Every track on urika's bedroom debut looks like it's still in the process of being rendered. Electronic static hums and purrs like fireflies twinkling in the background. Drums cycle in warped grooves, revealing damaged textures between their slowing beats. “I imagine what Nirvana would sound like if Kurt Cobain had a MacBook Pro,” the artist said of his music in a recent interview. The hum of a laptop lurks beneath its soft, dull songs, but urika's bedroom doesn't dwell too much on digital details. His music is light and intimate, reusing the tonal fabric of communication breakdown until it's as cozy as a quilt on a cold night.
While not much is known about the Los Angeles-based songwriter (real name Tchad Cousins), urika's bedroom has emerged among a group of similarly dreamy young songwriters. He has toured with Chanel Beads, Nourished by Time and Youth Lagoon, in between producing and writing songs for fellow California up-and-comers Untitled (halo) and Ded Hyatt. Like those artists, urika's bedroom takes a stripped-down, post-club approach to indie, folding in fuzzy bits of hip-hop and electronic music, and creating the kind of acoustic guitar jams that only spill out after a 5am molly comedown. He Auto-Tune croons his hits like Alex G before drinking his coffee, capturing the same innocence he suffered from the Internet for his hazy Jane Schoenbrun films.
On Big Smile, Black MireCousins ​​is trying to make artificial coldness as bright as the sun. Trip-hop contrasts tenderly strummed acoustic guitars, while electronic mash-ups decorate confessional, brooding vocals. “Video Music” and “Junkie” show him at his best: The former amps up bright guitar harmonies with breakbeats and CDJ effects that peak alongside Cousins' breathy, childlike vocals. The latter dresses up its acre scratches and turntable scratches in coarse distortion, like a more studio-polished Organ Tapes or maybe Yves Tumor if they leaned all the way into the emo notes Safe in the hands of love.

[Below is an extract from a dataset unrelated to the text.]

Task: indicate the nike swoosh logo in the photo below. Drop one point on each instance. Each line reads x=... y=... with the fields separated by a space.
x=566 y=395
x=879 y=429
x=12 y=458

Although Urica's bedroom touches great emotions, whether he actually gets there is another story. Mostly, Big Smile, Black Mire reveals all his tricks within the first few tracks. “Exit's” slow-core, palm-sounding guitars may be produced with just the right amount of groove, but halfway through the album, it becomes harder to ignore how much you rinse and repeat each successive song. “Metalhead” keeps stopping and starting, as if suggesting a new direction, before finally settling on more of the same. By the time you get to the Modest-Mouse-by-way-of-Orchid-Tapes chug of “Century Love,” Cousins' sincerity starts to feel a little too much like posturing.